Мимо них прошел Нодар. Он поздоровался с полковником Джибладзе, кивнул Тамаре и Дронго и пошел к семье погибшего.
Чуть в стороне от нее все время находился еще один мужчина. Проходившие мимо кивали ему, словно выражая соболезнование. У него были темные, узкие щегольские усики, красивое породистое лицо, печальные глаза. С некоторыми из подходивших он здоровался как близкий знакомый.
– Кто это? – заинтересовался Дронго, чуть повернув голову, чтобы Тамара увидела, на кого он смотрит.
– Виталий Чхиквадзе, помощник генерала, – пояснила она. – Говорят, они были очень близки, дружили уже много лет. За его спиной стоит его жена. Она родственница супруги Гургенидзе.
– Виталий – один из лучших наших сотрудников, – вмешался в их разговор, услышав последние слова Тамары, полковник Джибладзе, – у него два ранения. Такие люди – гордость нашей полиции. Представляю, как он переживает, ведь они были не только родственниками, но и друзьями. Генерал Гургенидзе очень ему доверял.
В этот момент в толпе началось легкое движение.

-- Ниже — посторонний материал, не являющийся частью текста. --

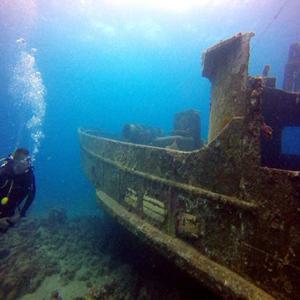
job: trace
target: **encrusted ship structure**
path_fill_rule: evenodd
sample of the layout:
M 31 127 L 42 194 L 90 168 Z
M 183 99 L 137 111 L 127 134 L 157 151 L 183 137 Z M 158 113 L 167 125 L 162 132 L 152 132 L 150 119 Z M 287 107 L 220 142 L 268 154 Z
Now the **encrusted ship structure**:
M 203 55 L 207 145 L 180 151 L 79 129 L 82 164 L 110 215 L 216 294 L 299 299 L 299 153 L 283 143 L 299 129 L 300 99 L 248 76 L 252 36 Z

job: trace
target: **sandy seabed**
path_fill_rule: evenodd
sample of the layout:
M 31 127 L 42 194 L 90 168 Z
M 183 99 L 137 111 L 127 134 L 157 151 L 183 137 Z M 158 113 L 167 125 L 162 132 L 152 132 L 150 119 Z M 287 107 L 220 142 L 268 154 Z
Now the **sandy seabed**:
M 28 218 L 0 236 L 0 300 L 212 299 L 108 216 Z

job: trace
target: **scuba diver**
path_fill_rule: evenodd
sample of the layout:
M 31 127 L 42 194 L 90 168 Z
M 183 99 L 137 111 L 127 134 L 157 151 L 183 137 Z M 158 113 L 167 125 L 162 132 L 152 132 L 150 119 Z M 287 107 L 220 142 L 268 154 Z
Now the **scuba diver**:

Стоявшие в оцеплении сотрудники полиции начали оттеснять людей с проезжей части. Появились высокие мужчины в штатском. Прибыло еще несколько машин с полицейскими. И наконец, минут через пять подъехал кортеж президента республики.
Все замерли. В толпе прекратились разговоры. Президент вышел из автомобиля. Он заметно постарел за последние годы, видимо, сказалось напряженное десятилетие, когда ценой неимоверных усилий ему удавалось удерживать в республике стабильность, не давая общей ситуации сползти в хаос, столкновениям перерасти в новую гражданскую войну. Он был в мятом темном костюме, с невыспавшимися красными от постоянного напряжения глазами. Проходя в сопровождении телохранителей и сотрудников службы безопасности сквозь толпу людей, Шеварднадзе по привычке здоровался с каждым, и почти все почтительно приветствовали его. Президент подошел к семье погибшего и, взяв за руку жену генерала, сказал ей несколько ободряющих фраз.